San Diego County’s next permanent chief information officer will be David Smith, now a chief with the Office of County Counsel. The county announced the appointment Monday, Communications Manager Tegan Glasheen told Techwire via email.
The county, which serves more than 3.3 million residents, mounted a recruitment in February ahead of the retirement March 24 of CIO Susan Green, after 17 months in the role. Assistant CIO Eric Shiotsugu is currentlyacting CIO. All are longtime staffers at the local government.
Smith’s first day as CIO will be May 20, Glasheen told Techwire, at which time Shiotsugu will return to serving as assistant CIO. Smith has been with the county since 2001, and the majority of his work at the county counsel has been in IT, telecommunications, compliance and privacy. “He was lead counsel on the county’s current IT outsourcing contract,” Glasheen said via email. (In late 2016, the county spent $918 million to extend a contract by seven years, awarding the ongoing outsourcing of IT and telecommunications to Hewlett Packard Enterprise.)
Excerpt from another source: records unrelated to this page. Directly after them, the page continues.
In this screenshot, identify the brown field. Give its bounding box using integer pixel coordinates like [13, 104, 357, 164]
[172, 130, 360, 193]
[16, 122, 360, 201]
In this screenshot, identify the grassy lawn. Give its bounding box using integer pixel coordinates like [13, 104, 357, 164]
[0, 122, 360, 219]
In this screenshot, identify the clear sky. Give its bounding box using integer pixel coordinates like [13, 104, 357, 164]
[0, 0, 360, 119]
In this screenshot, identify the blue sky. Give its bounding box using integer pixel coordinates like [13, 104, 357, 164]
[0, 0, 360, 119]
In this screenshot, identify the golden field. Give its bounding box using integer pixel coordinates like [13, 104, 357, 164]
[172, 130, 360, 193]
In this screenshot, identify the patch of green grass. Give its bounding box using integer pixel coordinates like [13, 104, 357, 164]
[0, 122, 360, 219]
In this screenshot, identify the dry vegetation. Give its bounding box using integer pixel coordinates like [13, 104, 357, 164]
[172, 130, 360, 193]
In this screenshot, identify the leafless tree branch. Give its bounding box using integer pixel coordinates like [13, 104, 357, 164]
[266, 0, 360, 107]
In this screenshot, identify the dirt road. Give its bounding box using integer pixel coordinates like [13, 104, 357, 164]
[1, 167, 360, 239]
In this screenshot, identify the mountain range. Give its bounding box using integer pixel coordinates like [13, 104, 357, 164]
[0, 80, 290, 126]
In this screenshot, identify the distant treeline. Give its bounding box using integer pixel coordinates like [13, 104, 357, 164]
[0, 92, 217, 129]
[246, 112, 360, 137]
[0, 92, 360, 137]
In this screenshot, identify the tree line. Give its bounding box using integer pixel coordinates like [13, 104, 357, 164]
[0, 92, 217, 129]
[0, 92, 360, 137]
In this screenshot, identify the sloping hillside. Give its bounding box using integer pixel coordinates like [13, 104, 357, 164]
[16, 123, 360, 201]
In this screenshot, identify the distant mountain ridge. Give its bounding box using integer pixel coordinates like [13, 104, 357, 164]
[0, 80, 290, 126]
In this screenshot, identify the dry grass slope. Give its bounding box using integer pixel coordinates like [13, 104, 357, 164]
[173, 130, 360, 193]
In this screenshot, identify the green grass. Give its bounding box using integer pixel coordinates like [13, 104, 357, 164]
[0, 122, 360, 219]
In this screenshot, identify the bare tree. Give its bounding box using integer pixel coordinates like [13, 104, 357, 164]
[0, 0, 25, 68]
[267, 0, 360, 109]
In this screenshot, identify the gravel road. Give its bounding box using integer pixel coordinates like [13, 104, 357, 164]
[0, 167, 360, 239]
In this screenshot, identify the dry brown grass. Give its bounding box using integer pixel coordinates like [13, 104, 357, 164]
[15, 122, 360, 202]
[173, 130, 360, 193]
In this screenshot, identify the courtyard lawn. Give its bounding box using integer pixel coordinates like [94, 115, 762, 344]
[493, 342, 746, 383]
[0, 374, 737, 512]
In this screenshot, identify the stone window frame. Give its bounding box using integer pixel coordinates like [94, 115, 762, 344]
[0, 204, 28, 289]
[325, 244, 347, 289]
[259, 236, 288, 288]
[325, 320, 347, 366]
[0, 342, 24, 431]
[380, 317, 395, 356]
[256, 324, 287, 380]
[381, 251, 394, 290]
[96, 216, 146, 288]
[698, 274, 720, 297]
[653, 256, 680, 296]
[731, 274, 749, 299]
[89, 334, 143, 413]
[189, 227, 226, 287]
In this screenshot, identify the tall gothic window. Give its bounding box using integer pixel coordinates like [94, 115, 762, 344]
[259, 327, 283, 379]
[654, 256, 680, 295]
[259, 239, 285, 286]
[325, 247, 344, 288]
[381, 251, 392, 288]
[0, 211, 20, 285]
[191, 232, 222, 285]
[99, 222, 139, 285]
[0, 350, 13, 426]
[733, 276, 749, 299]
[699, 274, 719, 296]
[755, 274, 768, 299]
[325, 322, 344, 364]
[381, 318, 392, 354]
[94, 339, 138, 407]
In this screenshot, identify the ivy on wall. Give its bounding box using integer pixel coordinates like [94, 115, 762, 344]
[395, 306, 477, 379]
Smith is a 1996 graduate of the University of California at Davis School of Law. It’s not certain what his early priorities will be as CIO; however, the county indicated its technology office’s priorities are IT strategic initiatives, including “digital services, digital workplace, speed to deliver, application optimization, cloud migration and security.”
Before being named CIO in November 2020, Green had served as assistant CIO for 13 years, and before that, had been the county’s IT manager for five years. Her other roles were assistant director of the Bureau of Child Support Enforcement in the San Diego County District Attorney’s Office, from August 1995-December 2002; and senior internal auditor for the county, from May 1990-August 1995. Her awards include being recognized with the 2013 CIO 100 Award by CIO magazine; and the 2013 California State Association of Counties achievement award, both for her work in developing and implementing the county’s Justice Electronic Library System, which took juvenile justice paperless. The county used Adobe Acrobat Pro in Microsoft SharePoint.
Shiotsugu has a 20-year career at the county that dates to 2002 when he joined the entity as a department IT coordinator, rising to chief enterprise resource planning manager in 2006, enterprise information architect in July 2012, and assistant CIO in December 2020. He has a bachelor’s of science in electrical engineering from California State Polytechnic University, Pomona; and a Master’s of Business Administration in Technology Management from the University of Phoenix.